You are viewing a plain text version of this content. The canonical link for it is here.

Posted to dev@parquet.apache.org by James Cavanaugh <ja...@gmail.com> on 2021/06/04 19:46:15 UTC

Self Referencing Protobuf Solution

Hi Apache Parquet Team,

I had a question about this library, specifically about self referencing
protobufs when using the parquet-protobuf module for protobuf to parquet
conversion.

For example:
[image: image.png]

Currently, it seems the ProtoSchemaConverter will fail via
StackOverflowError if provided this, or any self-referencing Protobuf.
This appears to be due to the recursive algorithm infinitely iterating on
the self-referenced type.

However, this seems to be expected output, as it shouldn't be possible to
explicitly define a schema for a message which contains itself.
That all being said, has there been any thought put into these types of
protos and how to effectively deal with them? Or is it just assumed any
proto being converted to parquet has no self-referenced attributes?

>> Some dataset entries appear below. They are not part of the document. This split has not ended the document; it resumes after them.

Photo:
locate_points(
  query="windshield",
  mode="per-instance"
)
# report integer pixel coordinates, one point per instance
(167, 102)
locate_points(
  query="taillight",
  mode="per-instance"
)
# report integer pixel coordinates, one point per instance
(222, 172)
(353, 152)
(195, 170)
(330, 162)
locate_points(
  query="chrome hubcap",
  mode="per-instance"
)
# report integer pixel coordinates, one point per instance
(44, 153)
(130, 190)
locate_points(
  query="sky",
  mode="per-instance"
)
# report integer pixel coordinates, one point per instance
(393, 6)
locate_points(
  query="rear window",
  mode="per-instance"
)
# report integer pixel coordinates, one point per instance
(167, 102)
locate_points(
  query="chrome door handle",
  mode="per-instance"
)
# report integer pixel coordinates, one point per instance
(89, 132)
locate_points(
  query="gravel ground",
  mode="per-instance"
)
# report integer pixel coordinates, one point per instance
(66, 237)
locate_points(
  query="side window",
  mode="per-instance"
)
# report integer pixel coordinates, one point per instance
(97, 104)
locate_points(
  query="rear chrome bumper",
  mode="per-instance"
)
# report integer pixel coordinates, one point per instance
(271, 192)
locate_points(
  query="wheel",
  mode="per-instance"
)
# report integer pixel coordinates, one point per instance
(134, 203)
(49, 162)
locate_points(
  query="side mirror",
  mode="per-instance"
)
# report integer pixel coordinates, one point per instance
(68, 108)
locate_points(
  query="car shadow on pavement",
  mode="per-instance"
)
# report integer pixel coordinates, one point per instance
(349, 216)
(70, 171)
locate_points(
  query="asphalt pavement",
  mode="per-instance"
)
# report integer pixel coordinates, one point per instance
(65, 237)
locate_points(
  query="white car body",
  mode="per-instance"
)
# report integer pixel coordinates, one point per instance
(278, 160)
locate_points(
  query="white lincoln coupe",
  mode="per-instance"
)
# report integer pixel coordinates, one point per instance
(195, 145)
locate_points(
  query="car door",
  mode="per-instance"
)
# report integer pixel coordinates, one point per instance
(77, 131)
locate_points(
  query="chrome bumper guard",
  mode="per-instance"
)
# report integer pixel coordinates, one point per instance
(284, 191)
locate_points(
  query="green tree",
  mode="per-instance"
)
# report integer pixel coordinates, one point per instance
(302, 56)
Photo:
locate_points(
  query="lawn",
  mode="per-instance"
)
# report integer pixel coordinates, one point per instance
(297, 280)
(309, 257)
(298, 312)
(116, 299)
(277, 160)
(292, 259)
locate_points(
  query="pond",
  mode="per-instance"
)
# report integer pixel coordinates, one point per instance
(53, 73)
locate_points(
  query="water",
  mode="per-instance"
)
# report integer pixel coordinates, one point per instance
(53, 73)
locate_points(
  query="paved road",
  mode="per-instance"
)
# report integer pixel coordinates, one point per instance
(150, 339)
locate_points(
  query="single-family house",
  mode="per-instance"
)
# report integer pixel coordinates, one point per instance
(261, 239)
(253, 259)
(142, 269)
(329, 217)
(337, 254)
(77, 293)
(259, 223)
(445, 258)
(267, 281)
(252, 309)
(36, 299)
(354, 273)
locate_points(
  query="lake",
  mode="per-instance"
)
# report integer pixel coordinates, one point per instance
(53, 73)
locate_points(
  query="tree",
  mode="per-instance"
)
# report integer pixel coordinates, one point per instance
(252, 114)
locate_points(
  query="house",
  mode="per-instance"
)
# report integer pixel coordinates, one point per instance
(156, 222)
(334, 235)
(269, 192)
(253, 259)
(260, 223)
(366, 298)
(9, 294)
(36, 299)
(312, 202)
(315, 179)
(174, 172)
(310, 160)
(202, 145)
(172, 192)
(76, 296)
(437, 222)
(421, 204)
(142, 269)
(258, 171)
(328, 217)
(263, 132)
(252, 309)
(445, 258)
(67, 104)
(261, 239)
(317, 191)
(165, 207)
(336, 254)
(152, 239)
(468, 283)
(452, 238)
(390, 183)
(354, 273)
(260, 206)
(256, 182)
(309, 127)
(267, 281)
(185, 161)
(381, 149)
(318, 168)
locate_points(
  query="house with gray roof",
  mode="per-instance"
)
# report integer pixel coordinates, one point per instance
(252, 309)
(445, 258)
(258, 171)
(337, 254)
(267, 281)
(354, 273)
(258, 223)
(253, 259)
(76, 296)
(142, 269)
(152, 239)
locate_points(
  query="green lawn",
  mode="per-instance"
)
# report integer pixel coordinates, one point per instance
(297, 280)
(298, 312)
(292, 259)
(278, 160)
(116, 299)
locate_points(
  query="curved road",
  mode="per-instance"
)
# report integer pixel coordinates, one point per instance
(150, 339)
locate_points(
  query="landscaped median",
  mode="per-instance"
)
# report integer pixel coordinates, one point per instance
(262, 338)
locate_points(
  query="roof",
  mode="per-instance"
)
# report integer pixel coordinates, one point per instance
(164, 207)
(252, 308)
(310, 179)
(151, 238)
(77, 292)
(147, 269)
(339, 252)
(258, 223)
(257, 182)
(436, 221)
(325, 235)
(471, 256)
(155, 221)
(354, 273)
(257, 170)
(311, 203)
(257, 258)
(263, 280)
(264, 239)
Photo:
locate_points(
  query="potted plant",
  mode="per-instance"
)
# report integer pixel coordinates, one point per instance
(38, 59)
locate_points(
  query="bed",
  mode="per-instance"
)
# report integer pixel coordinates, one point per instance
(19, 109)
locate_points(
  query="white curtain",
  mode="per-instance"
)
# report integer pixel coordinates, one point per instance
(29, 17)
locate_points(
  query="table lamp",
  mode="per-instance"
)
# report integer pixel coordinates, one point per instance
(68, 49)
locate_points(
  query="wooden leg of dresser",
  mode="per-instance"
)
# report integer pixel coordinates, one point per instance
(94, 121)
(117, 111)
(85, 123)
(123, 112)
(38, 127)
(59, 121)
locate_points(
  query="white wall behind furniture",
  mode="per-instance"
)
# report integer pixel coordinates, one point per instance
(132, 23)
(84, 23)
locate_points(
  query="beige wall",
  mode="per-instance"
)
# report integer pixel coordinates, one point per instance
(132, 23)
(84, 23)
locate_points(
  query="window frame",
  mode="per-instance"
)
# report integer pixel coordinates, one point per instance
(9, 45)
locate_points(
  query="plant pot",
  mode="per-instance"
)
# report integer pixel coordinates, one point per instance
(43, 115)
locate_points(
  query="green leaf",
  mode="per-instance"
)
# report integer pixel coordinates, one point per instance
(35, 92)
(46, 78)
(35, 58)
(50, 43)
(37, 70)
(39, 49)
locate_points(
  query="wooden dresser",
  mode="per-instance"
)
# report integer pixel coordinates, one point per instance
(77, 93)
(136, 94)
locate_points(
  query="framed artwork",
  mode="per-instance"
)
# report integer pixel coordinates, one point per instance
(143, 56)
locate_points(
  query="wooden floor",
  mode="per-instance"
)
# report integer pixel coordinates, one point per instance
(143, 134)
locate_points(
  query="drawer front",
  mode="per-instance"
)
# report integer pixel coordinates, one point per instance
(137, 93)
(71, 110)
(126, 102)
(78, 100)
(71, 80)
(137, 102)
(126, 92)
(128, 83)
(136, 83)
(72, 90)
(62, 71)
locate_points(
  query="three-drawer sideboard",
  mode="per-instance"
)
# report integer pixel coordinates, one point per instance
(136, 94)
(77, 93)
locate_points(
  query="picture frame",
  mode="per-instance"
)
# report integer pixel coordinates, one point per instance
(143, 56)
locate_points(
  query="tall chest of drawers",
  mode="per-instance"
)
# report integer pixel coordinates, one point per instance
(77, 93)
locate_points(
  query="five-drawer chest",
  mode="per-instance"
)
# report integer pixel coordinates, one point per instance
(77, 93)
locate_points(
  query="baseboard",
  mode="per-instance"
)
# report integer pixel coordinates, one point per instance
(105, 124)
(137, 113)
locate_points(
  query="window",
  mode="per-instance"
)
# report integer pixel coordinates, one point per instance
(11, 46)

Thanks and I appreciate any insight on the matter,
James

Re: Self Referencing Protobuf Solution

Posted by Micah Kornfield <em...@gmail.com>.

>
> That all being said, has there been any thought put into these types of
> protos and how to effectively deal with them? Or is it just assumed any
> proto being converted to parquet has no self-referenced attributes?


Typically, the way I've seen this handled in other systems is to have a
configured limit on recursion depth and populate columns as necessary.
This does require some investment in schema adaptation which can be subtle.

On Fri, Jun 4, 2021 at 10:21 PM James Cavanaugh <ja...@gmail.com>
wrote:

> Hi Apache Parquet Team,
>
> I had a question about this library, specifically about self referencing
> protobufs when using the parquet-protobuf module for protobuf to parquet
> conversion.
>
> For example:
> [image: image.png]
>
> Currently, it seems the ProtoSchemaConverter will fail via
> StackOverflowError if provided this, or any self-referencing Protobuf.
> This appears to be due to the recursive algorithm infinitely iterating on
> the self-referenced type.
>
> However, this seems to be expected output, as it shouldn't be possible to
> explicitly define a schema for a message which contains itself.
> That all being said, has there been any thought put into these types of
> protos and how to effectively deal with them? Or is it just assumed any
> proto being converted to parquet has no self-referenced attributes?
>
> Thanks and I appreciate any insight on the matter,
> James
>
>